Claim. God’s predestination is bounded by goodness. The fall, human sin, the rejection of central figures, and the destruction of the cosmos are not predestined outcomes — they result from human-portion default joined to Satan, not from any divine decree.
Elaboration. dp-1-the-predestination-of-god-s-will argues that if God is the Author of goodness, then His purpose of creation is good, His providence of restoration is good, and His Will to fulfill that providence is good. Anything that obstructs that fulfillment — the Fall, sins making fallen humanity liable to judgment, cosmic destruction — therefore cannot have been predestined; if such evils were inevitable products of God’s decree, He could not be the Author of goodness.
DP cites God’s regret as exegetical evidence: scripture records divine sorrow over the depravity of fallen humanity (Gen 6:6) and over King Saul’s faithlessness (1 Sam 15:11). A God who had predestined those outcomes would have no occasion for regret. Hence evil is “not the result of God’s predestination, but rather the result of human beings failing to fulfill their responsibility and instead joining hands with Satan.”

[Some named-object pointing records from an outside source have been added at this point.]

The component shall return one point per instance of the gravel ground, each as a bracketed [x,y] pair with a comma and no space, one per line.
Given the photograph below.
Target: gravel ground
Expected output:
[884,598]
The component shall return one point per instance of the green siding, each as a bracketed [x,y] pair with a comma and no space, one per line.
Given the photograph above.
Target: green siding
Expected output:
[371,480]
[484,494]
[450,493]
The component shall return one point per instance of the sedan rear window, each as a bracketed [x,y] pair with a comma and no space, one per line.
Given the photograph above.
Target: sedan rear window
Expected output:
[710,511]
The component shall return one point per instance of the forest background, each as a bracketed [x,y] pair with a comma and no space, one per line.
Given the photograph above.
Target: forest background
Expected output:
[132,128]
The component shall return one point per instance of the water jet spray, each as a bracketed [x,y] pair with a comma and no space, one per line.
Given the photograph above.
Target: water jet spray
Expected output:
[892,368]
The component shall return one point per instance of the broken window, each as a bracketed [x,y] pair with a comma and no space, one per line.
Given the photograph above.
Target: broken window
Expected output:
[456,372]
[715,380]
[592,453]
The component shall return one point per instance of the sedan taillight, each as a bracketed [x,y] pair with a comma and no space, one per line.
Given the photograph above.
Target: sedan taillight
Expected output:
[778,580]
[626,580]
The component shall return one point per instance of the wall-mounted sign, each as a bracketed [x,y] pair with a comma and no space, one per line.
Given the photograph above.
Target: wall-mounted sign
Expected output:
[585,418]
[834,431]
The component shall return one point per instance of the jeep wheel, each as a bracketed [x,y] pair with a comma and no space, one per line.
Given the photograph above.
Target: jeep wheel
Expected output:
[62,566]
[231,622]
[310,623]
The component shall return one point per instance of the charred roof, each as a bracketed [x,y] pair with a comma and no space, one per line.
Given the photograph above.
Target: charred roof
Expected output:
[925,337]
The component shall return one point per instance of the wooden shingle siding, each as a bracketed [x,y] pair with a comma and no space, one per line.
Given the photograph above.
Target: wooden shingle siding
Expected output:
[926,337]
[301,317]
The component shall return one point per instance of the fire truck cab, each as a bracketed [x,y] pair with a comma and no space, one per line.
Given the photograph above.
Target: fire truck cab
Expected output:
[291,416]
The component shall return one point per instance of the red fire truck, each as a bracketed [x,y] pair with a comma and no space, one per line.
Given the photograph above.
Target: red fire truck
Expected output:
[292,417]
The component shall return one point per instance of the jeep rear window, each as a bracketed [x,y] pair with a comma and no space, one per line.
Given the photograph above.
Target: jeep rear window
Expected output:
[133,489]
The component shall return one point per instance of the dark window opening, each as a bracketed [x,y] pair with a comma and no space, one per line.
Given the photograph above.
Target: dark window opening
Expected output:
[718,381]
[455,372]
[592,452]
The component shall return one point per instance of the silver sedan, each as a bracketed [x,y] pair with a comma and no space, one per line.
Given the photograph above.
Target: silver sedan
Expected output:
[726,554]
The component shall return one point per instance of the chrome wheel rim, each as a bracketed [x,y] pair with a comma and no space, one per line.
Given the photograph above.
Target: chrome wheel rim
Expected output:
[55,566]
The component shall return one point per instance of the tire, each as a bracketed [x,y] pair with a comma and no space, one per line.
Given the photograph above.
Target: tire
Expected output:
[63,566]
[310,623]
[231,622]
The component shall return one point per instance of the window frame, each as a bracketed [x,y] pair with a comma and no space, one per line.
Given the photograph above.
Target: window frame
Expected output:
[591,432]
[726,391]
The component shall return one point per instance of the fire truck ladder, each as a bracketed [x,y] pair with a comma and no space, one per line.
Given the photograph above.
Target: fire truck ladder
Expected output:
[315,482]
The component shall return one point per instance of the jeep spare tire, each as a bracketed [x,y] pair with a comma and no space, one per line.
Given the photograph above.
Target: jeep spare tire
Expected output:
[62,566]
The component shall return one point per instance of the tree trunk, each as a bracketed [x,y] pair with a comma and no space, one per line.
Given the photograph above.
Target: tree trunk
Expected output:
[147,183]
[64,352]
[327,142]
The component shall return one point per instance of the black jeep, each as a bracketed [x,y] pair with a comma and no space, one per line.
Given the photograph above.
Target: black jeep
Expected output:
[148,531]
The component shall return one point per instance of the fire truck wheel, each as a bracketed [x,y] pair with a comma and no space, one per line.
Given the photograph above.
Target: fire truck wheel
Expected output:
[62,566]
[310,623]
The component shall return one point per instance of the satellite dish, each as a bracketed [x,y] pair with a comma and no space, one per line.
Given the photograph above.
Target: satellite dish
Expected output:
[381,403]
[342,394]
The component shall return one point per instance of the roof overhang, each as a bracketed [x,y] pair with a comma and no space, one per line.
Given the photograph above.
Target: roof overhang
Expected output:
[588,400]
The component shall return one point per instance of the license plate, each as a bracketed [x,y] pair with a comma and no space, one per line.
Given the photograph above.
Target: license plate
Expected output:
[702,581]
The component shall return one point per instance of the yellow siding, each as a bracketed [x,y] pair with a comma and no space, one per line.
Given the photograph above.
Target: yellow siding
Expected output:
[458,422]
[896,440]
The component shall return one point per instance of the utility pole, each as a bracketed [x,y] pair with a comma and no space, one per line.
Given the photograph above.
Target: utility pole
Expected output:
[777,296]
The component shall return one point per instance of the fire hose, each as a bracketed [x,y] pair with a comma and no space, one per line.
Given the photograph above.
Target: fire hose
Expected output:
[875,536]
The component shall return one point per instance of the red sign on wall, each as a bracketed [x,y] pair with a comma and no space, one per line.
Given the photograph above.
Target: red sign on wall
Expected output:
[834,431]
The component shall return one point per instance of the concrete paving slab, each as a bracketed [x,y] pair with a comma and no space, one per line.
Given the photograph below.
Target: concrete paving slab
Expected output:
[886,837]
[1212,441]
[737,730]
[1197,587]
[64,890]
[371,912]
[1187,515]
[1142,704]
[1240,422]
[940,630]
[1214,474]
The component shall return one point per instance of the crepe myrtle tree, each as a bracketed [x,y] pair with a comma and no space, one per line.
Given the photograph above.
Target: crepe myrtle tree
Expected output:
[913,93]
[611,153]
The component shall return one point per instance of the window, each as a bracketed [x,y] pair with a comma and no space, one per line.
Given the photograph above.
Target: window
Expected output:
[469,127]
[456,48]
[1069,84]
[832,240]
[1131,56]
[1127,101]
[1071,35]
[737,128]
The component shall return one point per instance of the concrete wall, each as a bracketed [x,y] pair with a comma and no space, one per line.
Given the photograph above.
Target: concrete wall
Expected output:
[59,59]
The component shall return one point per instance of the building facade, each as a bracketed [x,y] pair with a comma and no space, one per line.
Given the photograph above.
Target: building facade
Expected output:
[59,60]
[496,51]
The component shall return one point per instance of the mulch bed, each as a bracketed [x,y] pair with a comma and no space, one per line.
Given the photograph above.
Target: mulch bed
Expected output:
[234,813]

Significance. This is DP’s explicit anti-Calvinist move at the level of scope. Where Reformed doctrine reads God as sovereignly permitting (or even decreeing) the Fall as part of the felix culpa of redemption, DP narrows divine predestination to good outcomes only — making the Fall a genuine human-portion failure with no divine-decree backing. The same framing makes the cross contingent rather than primary (see dp-cross-was-not-gods-primary-plan) and shapes DP’s theodicy throughout.